Establishment of novel anti-TIM-3 antibodies interfering with its binding to ligands
Zhuohong Yan,
Teng Ma,
Xiaojue Wang,
Ling Yi,
Panjian Wei,
Hongtao Zhang,
Jinghui Wang
Affiliations
Zhuohong Yan
Cancer Research Center, Beijing Chest Hospital, Capital Medical University, Beijing Tuberculosis and Thoracic Tumor Research Institute, Beijing, 101149, China; Corresponding author. Cancer Research Center, Beijing Chest Hospital, Capital Medical University, Beijing Tuberculosis and Thoracic Tumor Research Institute, No. 97 Machang, Tongzhou District, Beijing, 101149, China.
Teng Ma
Cancer Research Center, Beijing Chest Hospital, Capital Medical University, Beijing Tuberculosis and Thoracic Tumor Research Institute, Beijing, 101149, China
Xiaojue Wang
Cancer Research Center, Beijing Chest Hospital, Capital Medical University, Beijing Tuberculosis and Thoracic Tumor Research Institute, Beijing, 101149, China
Ling Yi
Cancer Research Center, Beijing Chest Hospital, Capital Medical University, Beijing Tuberculosis and Thoracic Tumor Research Institute, Beijing, 101149, China
Panjian Wei
Cancer Research Center, Beijing Chest Hospital, Capital Medical University, Beijing Tuberculosis and Thoracic Tumor Research Institute, Beijing, 101149, China
Hongtao Zhang
Cancer Research Center, Beijing Chest Hospital, Capital Medical University, Beijing Tuberculosis and Thoracic Tumor Research Institute, Beijing, 101149, China
Jinghui Wang
Cancer Research Center, Beijing Chest Hospital, Capital Medical University, Beijing Tuberculosis and Thoracic Tumor Research Institute, Beijing, 101149, China; Department of Medical Oncology, Beijing Chest Hospital, Capital Medical University, Beijing Tuberculosis and Thoracic Tumor Research Institute, Beijing, 101149, China; Corresponding author. Cancer Research Center, Beijing Chest Hospital, Capital Medical University, Beijing Tuberculosis and Thoracic Tumor Research Institute, No. 97 Machang, Tongzhou District, Beijing, 101149, China.

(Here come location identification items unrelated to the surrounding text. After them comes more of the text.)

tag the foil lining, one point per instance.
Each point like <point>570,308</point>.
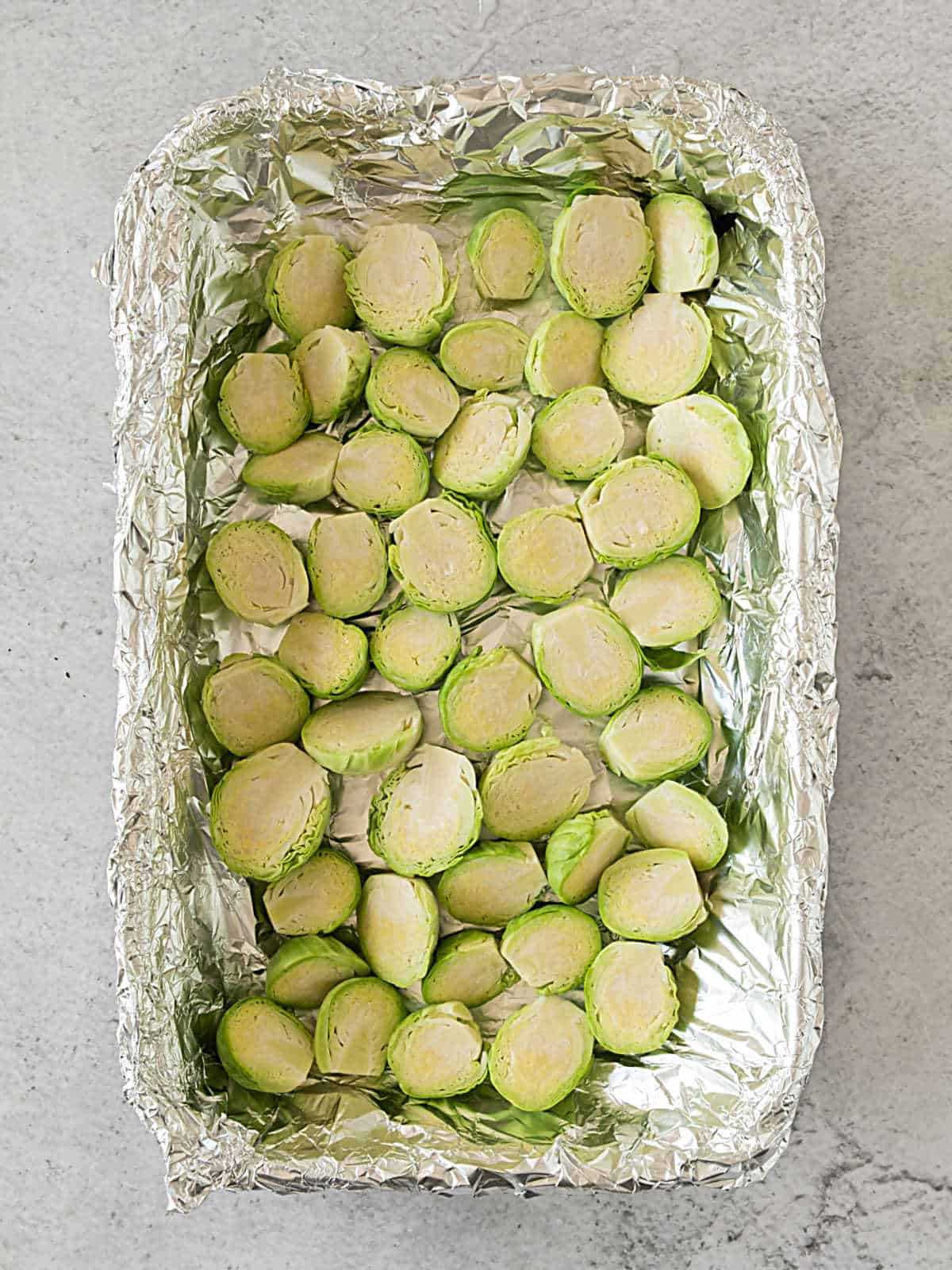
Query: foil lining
<point>194,234</point>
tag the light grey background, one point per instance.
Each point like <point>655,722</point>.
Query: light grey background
<point>88,88</point>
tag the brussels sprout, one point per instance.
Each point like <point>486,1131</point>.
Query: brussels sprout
<point>329,657</point>
<point>305,969</point>
<point>355,1024</point>
<point>397,924</point>
<point>541,1053</point>
<point>602,253</point>
<point>579,852</point>
<point>484,448</point>
<point>400,286</point>
<point>408,391</point>
<point>551,948</point>
<point>659,351</point>
<point>531,787</point>
<point>437,1052</point>
<point>347,560</point>
<point>251,702</point>
<point>489,700</point>
<point>317,897</point>
<point>673,816</point>
<point>543,554</point>
<point>704,436</point>
<point>651,895</point>
<point>662,733</point>
<point>257,572</point>
<point>427,813</point>
<point>305,286</point>
<point>486,353</point>
<point>564,353</point>
<point>442,554</point>
<point>494,883</point>
<point>263,1047</point>
<point>268,813</point>
<point>666,602</point>
<point>579,435</point>
<point>507,256</point>
<point>685,244</point>
<point>587,660</point>
<point>413,647</point>
<point>631,1001</point>
<point>263,403</point>
<point>365,733</point>
<point>470,968</point>
<point>302,474</point>
<point>381,470</point>
<point>638,511</point>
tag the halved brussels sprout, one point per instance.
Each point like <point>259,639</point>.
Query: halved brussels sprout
<point>673,816</point>
<point>334,366</point>
<point>305,286</point>
<point>552,946</point>
<point>489,700</point>
<point>651,895</point>
<point>427,813</point>
<point>268,813</point>
<point>408,391</point>
<point>484,448</point>
<point>685,244</point>
<point>305,969</point>
<point>541,1053</point>
<point>602,254</point>
<point>658,351</point>
<point>263,1047</point>
<point>470,968</point>
<point>668,601</point>
<point>486,353</point>
<point>507,256</point>
<point>587,660</point>
<point>397,924</point>
<point>579,852</point>
<point>494,883</point>
<point>564,353</point>
<point>329,657</point>
<point>442,554</point>
<point>347,560</point>
<point>263,402</point>
<point>437,1052</point>
<point>317,897</point>
<point>399,285</point>
<point>302,474</point>
<point>543,554</point>
<point>413,647</point>
<point>257,572</point>
<point>631,1001</point>
<point>638,511</point>
<point>532,787</point>
<point>662,733</point>
<point>251,702</point>
<point>365,733</point>
<point>381,470</point>
<point>355,1026</point>
<point>704,436</point>
<point>579,435</point>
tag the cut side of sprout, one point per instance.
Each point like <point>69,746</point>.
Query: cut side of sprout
<point>666,602</point>
<point>659,351</point>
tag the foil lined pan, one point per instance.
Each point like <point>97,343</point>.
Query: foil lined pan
<point>194,234</point>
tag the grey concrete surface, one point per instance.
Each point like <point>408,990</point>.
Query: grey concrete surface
<point>88,87</point>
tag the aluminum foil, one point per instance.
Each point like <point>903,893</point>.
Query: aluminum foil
<point>194,235</point>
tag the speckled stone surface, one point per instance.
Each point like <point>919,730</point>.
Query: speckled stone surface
<point>88,87</point>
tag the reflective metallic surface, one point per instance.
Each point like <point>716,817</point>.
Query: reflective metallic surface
<point>194,237</point>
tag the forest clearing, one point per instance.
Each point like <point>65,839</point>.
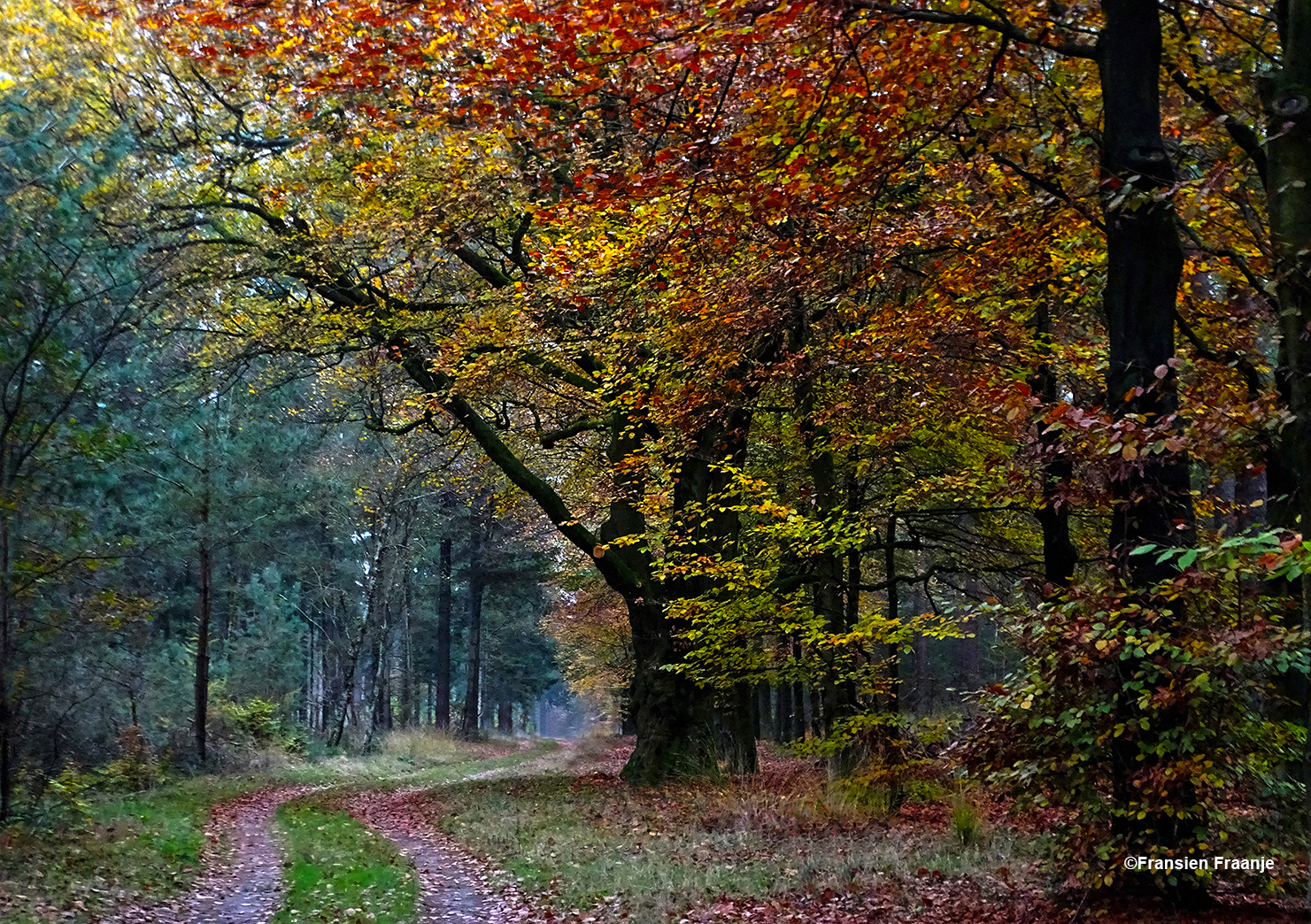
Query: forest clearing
<point>573,460</point>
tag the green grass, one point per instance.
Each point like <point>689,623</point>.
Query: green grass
<point>146,847</point>
<point>340,871</point>
<point>653,853</point>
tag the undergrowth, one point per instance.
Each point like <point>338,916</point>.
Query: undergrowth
<point>580,843</point>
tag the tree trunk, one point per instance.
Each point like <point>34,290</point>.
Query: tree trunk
<point>204,611</point>
<point>1058,553</point>
<point>442,675</point>
<point>469,720</point>
<point>675,719</point>
<point>7,711</point>
<point>1144,267</point>
<point>1286,97</point>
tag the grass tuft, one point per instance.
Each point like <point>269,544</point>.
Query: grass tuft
<point>340,871</point>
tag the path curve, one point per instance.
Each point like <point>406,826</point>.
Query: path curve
<point>239,885</point>
<point>451,885</point>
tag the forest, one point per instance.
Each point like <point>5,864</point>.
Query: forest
<point>874,428</point>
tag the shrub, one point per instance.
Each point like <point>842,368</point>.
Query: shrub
<point>1152,717</point>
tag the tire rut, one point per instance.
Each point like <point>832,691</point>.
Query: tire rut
<point>239,885</point>
<point>451,885</point>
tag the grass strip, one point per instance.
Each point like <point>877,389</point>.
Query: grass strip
<point>340,871</point>
<point>652,853</point>
<point>146,847</point>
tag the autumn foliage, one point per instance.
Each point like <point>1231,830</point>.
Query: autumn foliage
<point>798,319</point>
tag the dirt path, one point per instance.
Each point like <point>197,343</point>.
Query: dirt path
<point>451,885</point>
<point>242,883</point>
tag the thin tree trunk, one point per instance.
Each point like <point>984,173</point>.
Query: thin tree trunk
<point>204,612</point>
<point>1286,96</point>
<point>442,674</point>
<point>7,711</point>
<point>469,720</point>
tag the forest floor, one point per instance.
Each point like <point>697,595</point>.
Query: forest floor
<point>528,833</point>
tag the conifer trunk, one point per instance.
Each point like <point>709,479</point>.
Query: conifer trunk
<point>469,720</point>
<point>442,674</point>
<point>1286,97</point>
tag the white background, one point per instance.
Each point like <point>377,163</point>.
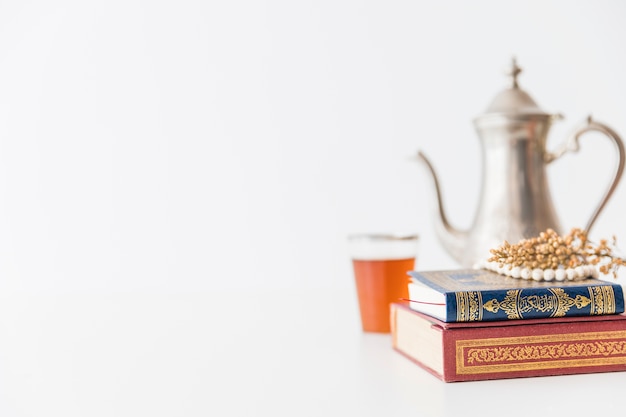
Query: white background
<point>198,145</point>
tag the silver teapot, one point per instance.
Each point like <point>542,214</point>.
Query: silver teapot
<point>515,200</point>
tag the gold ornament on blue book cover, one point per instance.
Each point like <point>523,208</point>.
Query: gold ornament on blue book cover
<point>480,295</point>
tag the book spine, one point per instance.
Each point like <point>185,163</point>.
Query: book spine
<point>533,303</point>
<point>534,350</point>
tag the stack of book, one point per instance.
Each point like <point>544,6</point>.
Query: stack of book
<point>466,325</point>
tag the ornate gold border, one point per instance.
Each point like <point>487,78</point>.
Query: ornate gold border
<point>617,358</point>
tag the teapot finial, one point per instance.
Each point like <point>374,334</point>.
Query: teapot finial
<point>513,72</point>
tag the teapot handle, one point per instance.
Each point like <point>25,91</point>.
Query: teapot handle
<point>572,144</point>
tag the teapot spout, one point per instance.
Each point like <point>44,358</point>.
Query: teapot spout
<point>452,239</point>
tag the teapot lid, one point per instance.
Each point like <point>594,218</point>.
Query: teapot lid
<point>514,101</point>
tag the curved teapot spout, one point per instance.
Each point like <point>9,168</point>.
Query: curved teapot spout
<point>455,241</point>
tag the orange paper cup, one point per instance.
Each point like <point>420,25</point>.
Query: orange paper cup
<point>381,263</point>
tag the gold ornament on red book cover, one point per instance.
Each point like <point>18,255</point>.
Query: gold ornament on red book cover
<point>550,257</point>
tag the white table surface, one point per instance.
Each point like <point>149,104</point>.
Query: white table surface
<point>242,354</point>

The T cell immunoglobulin and mucin-domain containing-3 (TIM-3) receptor has gained significant attention as a promising target for cancer immunotherapy. The inhibitory effect of T cells by TIM-3 is mediated through the interaction between TIM-3 and its ligands. Ligand-blocking anti-TIM-3 antibodies possess the potential to reactivate antigen-specific T cells and augment anti-tumor immunity. However, the precise ligand-receptor interactions disrupted by the administration of TIM-3 blocking Abs have yet to be fully elucidated. In this study, we have developed a panel of monoclonal antibodies targeting human TIM-3, namely MsT001, MsT065, MsT229, and MsT286. They exhibited high sensitivities (10 pg/mL) and affinities (3.70 × 10−9 to 4.61 × 10−11 M) for TIM-3. The TIM-3 antibodies recognized distinct epitopes, including linear epitopes (MsT001 and MsT065), and a conformational epitope (MsT229 and MsT286). Additionally, the MsT229 and MsT286 displayed reactivity towards cynomolgus TIM-3. The interactions between TIM-3/Gal-9, TIM-3/HMGB-1, and TIM-3/CEACAM-1 disrupt the binding of MsT229 and MsT286, while leaving the binding of MsT001 and MsT065 unaffected. The inhibitory effect on the interaction between Gal-9 and TIM-3 was found to be dose-dependently in the presence of either MsT229 or MsT286. The findings suggested that the involvement of conformational epitopes in TIM-3 is crucial for its interaction with ligands, and we successfully generated novel anti-TIM-3 Abs that exhibit inhibitory potential. In conclusion, our finding offers valuable insights -on the comprehension and targeting of human TIM-3.